Bases for similarity:
- Current version -- English phonetics (heuristic estimation from written form)
- Future versions -- IPA/orthography-based, improved English phonetics-based
The default file being compared against contains Pokemon names.
Entering "Richard" as input will result in the output "Charizard".

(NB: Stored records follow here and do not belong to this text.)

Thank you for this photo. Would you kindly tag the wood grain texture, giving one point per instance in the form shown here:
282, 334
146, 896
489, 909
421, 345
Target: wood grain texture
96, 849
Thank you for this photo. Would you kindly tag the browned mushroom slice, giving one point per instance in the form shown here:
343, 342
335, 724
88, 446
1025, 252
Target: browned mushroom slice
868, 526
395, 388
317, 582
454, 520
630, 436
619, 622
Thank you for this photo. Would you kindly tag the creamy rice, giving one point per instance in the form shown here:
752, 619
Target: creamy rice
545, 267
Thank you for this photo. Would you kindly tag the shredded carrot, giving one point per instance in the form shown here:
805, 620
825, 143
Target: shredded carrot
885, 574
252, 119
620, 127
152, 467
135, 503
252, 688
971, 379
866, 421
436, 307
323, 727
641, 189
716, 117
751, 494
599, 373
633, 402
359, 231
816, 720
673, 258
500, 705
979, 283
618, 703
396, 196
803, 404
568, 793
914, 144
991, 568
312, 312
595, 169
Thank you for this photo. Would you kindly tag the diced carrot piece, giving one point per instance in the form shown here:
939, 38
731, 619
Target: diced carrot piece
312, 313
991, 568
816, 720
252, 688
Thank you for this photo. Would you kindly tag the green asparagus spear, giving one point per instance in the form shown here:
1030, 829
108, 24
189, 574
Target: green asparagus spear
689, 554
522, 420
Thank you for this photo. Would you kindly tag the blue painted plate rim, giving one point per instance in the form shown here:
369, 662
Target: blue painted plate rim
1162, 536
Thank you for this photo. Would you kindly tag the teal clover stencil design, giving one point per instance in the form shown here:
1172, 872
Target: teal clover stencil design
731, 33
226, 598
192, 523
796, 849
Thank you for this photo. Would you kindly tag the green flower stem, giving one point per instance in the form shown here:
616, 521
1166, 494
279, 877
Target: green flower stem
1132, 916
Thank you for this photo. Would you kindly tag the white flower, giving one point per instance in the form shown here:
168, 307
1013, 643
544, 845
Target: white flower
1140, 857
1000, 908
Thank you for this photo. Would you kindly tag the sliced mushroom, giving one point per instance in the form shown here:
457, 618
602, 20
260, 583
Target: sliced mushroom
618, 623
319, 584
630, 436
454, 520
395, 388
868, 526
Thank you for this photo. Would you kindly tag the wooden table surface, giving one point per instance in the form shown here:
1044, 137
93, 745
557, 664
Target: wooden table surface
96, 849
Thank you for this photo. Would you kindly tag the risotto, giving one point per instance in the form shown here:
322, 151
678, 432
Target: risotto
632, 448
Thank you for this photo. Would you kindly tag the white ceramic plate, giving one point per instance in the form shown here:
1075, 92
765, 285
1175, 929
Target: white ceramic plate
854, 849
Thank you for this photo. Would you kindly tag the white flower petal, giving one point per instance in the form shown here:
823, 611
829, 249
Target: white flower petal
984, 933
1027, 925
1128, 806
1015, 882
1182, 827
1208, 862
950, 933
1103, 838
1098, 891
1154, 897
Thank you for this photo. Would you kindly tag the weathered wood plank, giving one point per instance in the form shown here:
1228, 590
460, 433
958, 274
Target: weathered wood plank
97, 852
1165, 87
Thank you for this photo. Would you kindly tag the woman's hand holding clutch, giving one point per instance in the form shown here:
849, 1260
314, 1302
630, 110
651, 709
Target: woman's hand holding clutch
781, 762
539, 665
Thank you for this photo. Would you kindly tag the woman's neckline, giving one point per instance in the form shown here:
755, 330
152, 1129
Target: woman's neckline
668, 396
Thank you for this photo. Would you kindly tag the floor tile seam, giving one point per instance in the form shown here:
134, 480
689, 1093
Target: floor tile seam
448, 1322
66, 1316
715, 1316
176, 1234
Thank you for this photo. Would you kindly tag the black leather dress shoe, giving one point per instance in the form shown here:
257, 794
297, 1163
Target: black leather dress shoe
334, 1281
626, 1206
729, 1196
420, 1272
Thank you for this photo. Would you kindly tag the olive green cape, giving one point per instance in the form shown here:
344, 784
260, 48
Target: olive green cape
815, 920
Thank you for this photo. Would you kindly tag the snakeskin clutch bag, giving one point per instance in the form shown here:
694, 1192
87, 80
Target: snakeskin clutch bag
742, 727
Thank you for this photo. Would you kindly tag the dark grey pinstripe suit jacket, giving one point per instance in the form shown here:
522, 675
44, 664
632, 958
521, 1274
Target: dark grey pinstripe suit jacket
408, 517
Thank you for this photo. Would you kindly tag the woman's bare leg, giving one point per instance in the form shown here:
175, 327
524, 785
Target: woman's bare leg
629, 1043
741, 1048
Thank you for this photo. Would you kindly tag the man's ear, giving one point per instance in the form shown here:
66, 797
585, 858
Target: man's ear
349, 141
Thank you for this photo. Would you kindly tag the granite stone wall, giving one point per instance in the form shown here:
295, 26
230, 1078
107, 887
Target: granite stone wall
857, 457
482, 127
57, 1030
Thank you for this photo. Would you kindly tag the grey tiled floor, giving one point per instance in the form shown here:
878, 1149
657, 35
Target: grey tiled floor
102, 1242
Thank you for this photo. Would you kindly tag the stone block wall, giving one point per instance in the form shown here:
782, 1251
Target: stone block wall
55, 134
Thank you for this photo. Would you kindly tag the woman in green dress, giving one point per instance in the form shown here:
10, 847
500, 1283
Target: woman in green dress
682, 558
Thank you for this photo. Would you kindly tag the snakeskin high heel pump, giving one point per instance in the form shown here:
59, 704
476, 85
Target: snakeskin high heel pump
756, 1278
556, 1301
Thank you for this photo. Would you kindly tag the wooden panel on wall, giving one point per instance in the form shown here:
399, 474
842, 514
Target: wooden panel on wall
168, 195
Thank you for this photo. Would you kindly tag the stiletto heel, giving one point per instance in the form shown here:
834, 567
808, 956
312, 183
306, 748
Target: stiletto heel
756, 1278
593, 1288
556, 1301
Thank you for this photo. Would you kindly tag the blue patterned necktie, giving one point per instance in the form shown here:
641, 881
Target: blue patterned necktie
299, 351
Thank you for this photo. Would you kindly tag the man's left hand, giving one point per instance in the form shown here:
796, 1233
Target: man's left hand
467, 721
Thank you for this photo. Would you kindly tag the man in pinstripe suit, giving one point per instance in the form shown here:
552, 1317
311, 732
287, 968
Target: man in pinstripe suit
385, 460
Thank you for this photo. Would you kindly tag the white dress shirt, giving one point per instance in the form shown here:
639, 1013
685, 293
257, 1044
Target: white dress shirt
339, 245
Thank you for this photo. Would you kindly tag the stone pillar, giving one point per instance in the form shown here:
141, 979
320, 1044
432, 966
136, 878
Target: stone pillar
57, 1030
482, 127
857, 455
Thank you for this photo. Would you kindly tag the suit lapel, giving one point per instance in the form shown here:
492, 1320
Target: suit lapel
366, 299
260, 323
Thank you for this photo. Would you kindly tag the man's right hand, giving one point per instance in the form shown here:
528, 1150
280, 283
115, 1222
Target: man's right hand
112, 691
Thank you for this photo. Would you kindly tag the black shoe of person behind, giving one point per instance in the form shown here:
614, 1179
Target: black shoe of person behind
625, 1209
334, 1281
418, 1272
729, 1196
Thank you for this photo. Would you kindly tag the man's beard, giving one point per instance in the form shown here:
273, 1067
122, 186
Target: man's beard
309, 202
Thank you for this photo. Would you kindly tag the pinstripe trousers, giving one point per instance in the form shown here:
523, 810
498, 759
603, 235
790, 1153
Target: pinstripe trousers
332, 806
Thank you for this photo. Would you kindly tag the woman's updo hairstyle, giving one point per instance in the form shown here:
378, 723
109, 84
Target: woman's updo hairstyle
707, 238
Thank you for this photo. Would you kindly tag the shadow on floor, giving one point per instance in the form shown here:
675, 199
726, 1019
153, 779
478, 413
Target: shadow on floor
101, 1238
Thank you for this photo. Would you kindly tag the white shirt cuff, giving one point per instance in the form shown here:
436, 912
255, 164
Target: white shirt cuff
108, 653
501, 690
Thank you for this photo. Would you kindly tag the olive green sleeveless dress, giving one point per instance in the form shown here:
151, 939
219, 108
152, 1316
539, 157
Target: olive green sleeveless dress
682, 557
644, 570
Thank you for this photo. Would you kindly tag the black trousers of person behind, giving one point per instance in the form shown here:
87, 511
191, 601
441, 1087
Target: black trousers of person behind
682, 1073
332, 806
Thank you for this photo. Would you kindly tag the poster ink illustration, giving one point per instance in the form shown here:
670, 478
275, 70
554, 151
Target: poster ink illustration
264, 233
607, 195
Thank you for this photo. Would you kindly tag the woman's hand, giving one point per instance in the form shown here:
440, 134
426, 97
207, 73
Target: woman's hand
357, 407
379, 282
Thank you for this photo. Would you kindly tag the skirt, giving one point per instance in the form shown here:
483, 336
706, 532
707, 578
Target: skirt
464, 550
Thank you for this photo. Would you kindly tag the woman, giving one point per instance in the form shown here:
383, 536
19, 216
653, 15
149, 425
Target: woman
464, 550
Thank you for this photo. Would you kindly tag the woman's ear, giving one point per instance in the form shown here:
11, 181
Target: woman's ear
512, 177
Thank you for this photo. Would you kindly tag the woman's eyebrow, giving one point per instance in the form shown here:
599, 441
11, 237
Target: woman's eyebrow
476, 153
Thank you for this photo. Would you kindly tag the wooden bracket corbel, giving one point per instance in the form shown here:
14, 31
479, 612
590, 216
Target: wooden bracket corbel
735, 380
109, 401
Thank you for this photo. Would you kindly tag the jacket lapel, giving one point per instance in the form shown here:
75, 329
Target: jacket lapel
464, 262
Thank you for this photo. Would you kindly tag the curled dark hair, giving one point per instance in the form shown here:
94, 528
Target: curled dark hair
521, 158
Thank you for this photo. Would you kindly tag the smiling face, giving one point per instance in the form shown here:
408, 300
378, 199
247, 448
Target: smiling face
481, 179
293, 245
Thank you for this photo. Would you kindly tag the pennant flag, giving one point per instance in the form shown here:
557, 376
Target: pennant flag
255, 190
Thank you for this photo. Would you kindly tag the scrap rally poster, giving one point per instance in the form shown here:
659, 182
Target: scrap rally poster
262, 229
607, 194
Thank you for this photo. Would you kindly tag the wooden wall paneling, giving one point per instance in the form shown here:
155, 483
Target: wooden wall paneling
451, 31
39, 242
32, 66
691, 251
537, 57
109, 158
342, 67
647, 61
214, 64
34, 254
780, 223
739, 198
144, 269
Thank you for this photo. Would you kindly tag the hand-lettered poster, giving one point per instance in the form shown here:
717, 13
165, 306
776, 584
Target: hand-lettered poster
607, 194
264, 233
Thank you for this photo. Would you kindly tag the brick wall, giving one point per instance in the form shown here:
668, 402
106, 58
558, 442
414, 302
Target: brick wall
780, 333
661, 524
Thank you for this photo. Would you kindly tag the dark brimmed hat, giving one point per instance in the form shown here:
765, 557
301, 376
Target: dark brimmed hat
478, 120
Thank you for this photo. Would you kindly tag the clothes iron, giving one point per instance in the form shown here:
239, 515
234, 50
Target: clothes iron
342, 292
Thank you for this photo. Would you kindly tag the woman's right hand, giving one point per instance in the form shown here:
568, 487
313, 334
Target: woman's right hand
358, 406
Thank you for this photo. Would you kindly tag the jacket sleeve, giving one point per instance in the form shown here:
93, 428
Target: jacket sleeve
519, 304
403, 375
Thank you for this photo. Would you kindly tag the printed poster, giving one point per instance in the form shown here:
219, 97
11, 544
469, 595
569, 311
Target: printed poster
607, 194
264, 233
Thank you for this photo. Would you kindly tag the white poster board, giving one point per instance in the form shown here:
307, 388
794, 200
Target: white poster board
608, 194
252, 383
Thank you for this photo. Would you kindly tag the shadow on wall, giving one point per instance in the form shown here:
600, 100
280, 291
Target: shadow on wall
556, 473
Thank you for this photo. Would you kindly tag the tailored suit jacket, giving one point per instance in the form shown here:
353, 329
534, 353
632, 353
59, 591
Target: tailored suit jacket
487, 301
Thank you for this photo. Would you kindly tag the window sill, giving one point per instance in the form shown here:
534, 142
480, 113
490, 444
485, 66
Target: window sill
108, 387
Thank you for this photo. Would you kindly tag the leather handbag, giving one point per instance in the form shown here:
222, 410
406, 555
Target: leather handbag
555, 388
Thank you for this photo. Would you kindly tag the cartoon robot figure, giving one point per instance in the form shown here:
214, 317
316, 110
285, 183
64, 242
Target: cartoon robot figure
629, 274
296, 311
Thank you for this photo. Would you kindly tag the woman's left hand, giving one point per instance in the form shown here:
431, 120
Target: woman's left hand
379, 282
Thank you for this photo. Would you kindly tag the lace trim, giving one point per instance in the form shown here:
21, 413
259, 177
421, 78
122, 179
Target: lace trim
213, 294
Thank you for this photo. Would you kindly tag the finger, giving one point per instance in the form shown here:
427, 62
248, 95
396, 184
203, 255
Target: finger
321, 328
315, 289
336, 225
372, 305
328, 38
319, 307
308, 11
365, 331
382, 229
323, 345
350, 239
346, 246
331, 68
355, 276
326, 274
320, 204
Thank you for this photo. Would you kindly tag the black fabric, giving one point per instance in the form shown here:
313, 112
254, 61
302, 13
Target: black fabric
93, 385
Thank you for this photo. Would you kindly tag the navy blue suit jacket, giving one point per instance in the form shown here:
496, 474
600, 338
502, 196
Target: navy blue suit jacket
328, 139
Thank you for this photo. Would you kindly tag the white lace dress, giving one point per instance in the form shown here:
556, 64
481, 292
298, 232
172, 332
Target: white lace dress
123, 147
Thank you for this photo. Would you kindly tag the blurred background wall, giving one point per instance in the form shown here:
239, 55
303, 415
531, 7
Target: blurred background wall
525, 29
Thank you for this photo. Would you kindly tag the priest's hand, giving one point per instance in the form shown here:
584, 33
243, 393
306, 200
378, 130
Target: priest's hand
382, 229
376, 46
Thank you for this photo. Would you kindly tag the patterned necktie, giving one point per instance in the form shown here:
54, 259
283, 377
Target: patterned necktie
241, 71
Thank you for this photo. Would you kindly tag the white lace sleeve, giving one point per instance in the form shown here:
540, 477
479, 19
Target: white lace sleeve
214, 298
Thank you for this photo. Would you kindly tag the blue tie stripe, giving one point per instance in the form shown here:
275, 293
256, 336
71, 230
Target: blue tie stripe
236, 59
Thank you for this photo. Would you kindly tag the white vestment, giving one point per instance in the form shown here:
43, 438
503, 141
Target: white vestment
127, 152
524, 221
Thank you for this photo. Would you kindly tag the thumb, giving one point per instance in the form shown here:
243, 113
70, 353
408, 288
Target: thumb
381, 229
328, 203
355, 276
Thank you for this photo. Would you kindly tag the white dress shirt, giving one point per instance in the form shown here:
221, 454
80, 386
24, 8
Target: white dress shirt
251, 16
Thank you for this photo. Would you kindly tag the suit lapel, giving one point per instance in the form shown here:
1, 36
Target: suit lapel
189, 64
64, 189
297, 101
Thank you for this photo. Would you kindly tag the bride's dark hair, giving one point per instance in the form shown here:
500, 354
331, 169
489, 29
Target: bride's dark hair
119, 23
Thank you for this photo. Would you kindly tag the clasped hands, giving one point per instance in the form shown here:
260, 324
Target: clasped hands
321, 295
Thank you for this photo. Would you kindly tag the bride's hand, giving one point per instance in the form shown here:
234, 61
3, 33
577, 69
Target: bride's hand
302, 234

The algorithm compares each target word against all reference words and returns the one with the lowest cost to transform one into the other, assigning a high cost for letter insertions/deletions or swapping two dissimilar letters, a medium cost for swapping similar letters, and no cost for swapping identical letters.
Command line call:
WordSim.py TARGET_NAME [--k NUMBER_OF_MATCHES] [--name_file REFERENCE_NAMES_FILE]
Arguments:
-
TARGET_NAME is one word (quoted or unquoted) or several words (quoted), the word(s) to be compared to a reference set
-
NUMBER_OF_MATCHES is an integer, the number of matches to output (optional, default=1)
-
REFERENCE_NAMES_FILE is a filepath, the file containing words to match against (optional, default= file of pokemon names)
Examples:
WordSim.py richard
Gives the best match to "ricardo" from the default file (pokemon names)
WordSim.py Spencer --k 10
Gives the 10 best matches to "spencer"
WordSim.py "greg fletcher" --k 3 --name_file Data/GreekGodNames.txt
Gives the 3 best matches for each name in "greg fletcher" from the given file (greek god names)
Uses a dynamic-time-warping-based approach.
Dynamic time warping compares two series of elements, finding how much one series has to be altered to match the other series (in this case, series of letters or sounds). DTW has been utilized for spell checking and speech recognition.